A diretora Socioambiental do BNDES, Tereza Campelo, informou que o banco tem feito um esforço para que a agenda de meio ambiente passe a ser transversal. Esse é um viés que posicionao Brasil como referência mundial e contribui para um mundo mais saudável”. Ela agradeceu alguns países parceiros e apresentou alguns resultados. “Neste ano, o Fundo Amazônia completa 18 anos, e estamos aproveitando a Semana do Meio Ambiente para celebrar essa trajetória. São 18 anos com resultados muito relevantes. Mas o que realizamos ao longo dos últimos três anos e meio, da gestão do presidente Lula, é absolutamente diferenciado em relação ao histórico do fundo. Tradicionalmente, eram aprovados, em média, cerca de R$ 300 milhões por ano. Hoje, estamos aprovando aproximadamente R$ 1,3 bilhão por ano.
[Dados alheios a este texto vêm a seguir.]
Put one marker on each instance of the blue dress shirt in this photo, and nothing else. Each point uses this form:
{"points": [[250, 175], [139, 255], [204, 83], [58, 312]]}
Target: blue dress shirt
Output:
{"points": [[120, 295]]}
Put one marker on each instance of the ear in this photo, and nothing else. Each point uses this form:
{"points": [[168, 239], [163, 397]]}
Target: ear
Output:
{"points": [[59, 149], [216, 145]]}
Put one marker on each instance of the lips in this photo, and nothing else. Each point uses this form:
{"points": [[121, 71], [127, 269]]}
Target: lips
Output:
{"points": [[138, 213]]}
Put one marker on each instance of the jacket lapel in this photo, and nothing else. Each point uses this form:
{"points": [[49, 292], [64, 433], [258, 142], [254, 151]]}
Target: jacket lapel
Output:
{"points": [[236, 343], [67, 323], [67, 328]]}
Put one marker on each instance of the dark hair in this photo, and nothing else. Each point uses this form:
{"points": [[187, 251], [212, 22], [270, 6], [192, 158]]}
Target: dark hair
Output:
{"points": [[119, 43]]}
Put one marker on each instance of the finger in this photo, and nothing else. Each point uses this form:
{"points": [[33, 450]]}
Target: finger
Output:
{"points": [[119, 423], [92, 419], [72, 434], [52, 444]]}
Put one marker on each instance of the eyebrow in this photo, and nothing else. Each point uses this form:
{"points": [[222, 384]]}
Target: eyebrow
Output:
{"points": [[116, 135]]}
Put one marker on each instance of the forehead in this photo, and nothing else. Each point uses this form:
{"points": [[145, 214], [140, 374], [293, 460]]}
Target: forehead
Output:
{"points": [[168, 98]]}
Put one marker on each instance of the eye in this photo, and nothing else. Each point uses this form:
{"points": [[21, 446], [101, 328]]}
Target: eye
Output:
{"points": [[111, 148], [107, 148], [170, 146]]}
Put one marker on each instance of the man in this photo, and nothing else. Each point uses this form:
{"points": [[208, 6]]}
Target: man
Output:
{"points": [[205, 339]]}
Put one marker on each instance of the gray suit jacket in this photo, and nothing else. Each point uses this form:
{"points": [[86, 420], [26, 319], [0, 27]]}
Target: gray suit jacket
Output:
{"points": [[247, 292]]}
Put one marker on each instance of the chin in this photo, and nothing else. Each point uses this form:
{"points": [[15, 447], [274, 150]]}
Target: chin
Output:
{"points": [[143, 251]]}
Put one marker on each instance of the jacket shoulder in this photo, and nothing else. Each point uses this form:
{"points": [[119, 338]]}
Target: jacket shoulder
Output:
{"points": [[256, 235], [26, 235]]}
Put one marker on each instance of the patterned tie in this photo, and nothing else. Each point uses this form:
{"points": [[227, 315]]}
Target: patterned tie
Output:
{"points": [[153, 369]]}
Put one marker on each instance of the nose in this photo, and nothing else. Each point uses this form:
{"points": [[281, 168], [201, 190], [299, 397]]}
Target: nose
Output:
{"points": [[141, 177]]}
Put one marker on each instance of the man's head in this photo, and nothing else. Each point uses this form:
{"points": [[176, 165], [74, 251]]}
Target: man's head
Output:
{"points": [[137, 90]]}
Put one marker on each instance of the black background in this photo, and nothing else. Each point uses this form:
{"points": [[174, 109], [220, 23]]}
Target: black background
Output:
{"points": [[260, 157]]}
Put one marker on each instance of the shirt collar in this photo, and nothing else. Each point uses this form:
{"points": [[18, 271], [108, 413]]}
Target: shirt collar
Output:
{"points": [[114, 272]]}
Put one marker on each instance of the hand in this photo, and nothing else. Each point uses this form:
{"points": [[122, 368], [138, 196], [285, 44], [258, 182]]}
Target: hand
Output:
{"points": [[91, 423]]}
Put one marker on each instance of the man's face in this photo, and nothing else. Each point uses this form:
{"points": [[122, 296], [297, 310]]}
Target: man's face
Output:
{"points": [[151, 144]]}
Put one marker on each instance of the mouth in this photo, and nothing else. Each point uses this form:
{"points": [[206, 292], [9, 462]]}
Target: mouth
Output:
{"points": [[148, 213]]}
É um avanço significativo”, disse ela.
Para a secretária-executiva do Ministério do Meio Ambiente, Anna Flávia Senna, este é um momento de consagração de um enorme esforço realizado ao longo de três anos de profunda transformação do país. “Transformar o meio ambiente é, na verdade, transformar o país. Já não é possível crescer, evoluir ou se desenvolver sem respeitar os condicionantes ambientais, seja no mercado, na economia, na produtividade ou na inclusão social”, destacou lembrando que é preciso seguir com políticas sólidas, consistentes e com a participação da sociedade. “O Brasil não avançará se não tiver condições de competir à altura das exigências ambientais que o mundo, o presente e o futuro impõem”, concluiu.
O ministro Capobianco encerrou a cerimônia anunciando uma série de atividades, incluindo projetos de educação ambiental para crianças, programa de manejo ético de animais, mostras, 36ªReunião do Comitê Orientador do Fundo Amazônia (COFA), Seminário pelos 18 anos do Fundo Amazônia, entre outras ações que serão realizadas ao longo do mês de junho.